Bhairahawa recorded this year’s highest day temperature of 42.4 degrees Celsius on Tuesday. Janakpur recorded 40.8 degrees Celsius, Nepalgunj 40.5, Simara 40.3, Dhangadhi 38.5, Dipayal 38.2, and Biratnagar recorded 38 degrees Celsius, according to the Meteorological Forecasting Division. The maximum temperature for Kathmandu was 32.7 degrees Celsius.
“Temperatures in the Tarai are always hot compared to other parts of the country, but when the weather becomes extremely hot all of a sudden, it becomes too difficult,” complained Kameshwar Prasad Dube, information officer at the Krishnanagar Municipality. “We used to witness this kind of hot weather only in the second and third week of May. But this kind of heat in the second week of April is unprecedented.”
The Lumbini provincial authorities have advised people not to come out of their homes in the afternoon, take sufficient fluids and water to remain hydrated so as to avoid adverse effects of the scorching heat. Locals, however, complained that these suggestions are good only for those who can afford to stay at home.
“How is it possible for the poor to stay indoors when they have a family to feed,” said Brijesh Kumar Chaudhary, a local of Maharajgunj Rural Municipality in Kapilvastu. “It is easier said than done. No one asks us about our problems, but everyone has ready-made advice and suggestions.”
Health authorities in Lumbini Province said that temperature has risen all of sudden in the districts of Terai region of the Province.
“Extreme heat waves have not yet started, but if the temperature keeps rising we cannot rule out such a situation,” said Dr Pushpa Raj Poudel, spokesperson at the Ministry of Health and Population of the Lumbini Province. “We have also expected a rise in the number of people suffering from fever, dehydration, urine infections and heat stroke.”
Exposure to excessive heat usually results in headache, nausea, weakness, dizziness and fainting. Heat-related illnesses include heat stroke, heat exhaustion, heat cramps and heat syncope (fainting). Heat stroke is the most severe form of heat-related illness and requires immediate medical attention.
The provincial health ministry has directed the agencies concerned to prepare accordingly for any untoward situation that could be caused by rising temperatures.
The World Health Organisation said that heatwaves are among the most dangerous of natural hazards, but rarely receive adequate attention because their death toll and destruction are not always immediately obvious.
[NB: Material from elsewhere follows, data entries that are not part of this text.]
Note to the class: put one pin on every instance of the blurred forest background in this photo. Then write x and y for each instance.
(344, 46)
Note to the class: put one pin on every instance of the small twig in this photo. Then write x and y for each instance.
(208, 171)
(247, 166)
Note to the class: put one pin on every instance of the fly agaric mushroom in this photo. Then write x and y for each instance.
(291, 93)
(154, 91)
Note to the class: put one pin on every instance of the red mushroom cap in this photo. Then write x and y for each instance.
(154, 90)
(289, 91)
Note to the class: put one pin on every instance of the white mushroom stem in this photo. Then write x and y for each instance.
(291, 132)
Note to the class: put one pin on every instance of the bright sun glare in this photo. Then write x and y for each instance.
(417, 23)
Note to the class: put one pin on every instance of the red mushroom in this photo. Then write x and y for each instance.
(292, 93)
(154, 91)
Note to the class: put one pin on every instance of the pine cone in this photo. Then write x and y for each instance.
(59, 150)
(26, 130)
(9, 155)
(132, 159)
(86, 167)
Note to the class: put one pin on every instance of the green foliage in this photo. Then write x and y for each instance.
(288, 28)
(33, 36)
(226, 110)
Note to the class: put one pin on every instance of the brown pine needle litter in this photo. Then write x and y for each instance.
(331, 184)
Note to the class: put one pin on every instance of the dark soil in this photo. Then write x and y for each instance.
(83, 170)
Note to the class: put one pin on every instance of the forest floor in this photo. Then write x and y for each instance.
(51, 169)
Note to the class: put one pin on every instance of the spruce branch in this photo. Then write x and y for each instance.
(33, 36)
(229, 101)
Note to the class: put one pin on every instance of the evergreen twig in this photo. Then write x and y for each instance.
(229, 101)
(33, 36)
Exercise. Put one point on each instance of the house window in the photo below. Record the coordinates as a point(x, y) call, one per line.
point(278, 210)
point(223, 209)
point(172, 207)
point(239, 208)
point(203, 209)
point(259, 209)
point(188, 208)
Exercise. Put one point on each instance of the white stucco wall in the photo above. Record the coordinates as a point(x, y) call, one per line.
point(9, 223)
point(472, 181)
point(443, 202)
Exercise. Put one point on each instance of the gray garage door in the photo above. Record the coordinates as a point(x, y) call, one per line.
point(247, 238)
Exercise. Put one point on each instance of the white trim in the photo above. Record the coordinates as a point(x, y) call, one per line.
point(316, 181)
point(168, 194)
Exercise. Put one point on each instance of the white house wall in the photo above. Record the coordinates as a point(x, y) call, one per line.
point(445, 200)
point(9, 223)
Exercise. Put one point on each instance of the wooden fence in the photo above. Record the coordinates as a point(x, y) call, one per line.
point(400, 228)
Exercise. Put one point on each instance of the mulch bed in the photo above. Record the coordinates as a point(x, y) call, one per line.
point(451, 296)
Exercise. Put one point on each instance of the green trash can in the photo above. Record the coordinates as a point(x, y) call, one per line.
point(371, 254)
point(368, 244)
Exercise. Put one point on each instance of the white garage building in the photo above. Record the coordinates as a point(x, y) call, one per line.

People’s exposure to heat is increasing due to climate change. Globally, extreme temperature events are observed to be increasing in their frequency, duration and magnitude, according to the UN health body.
Climate scientists blamed the impact of climate change for early onset and intense summer.
The average annual maximum temperature of Nepal has risen by 0.056 degrees Celsius, according to a study conducted by the Department of Hydrology and Meteorology (DOHM) in 2017.
The study shows most districts have witnessed increasing temperatures annually.
“Extreme climatic events including low rainfall, excessive rainfall, flooding, and prolonged drought fuelled by erratic weather patterns have become more pronounced and frequent of late,” said Raju Pandit Chhetri, director of the Prakriti Resources Centre, which advocates environment-friendly policies and development practices. “And as usual, the approach of the authorities concerned are reactive. Unless we change our approach from reactive to proactive, we will have to continuously bear the brunt of extreme weather related effects.”
Currently, many places throughout the country have been witnessing smoke and haze caused by massive forest fires. Experts say forest fires are neither a new phenomenon nor unexpected in the country.
“When winter rainfall did not happen, it was known that incidents of forest fires would increase, but we did not take mitigation measures,” said Pandit. “Multiple problems will arise from the scorching heat in the Tarai, which is also the food basket of the country, but no one appears to be concerned about minimising the adverse impacts.”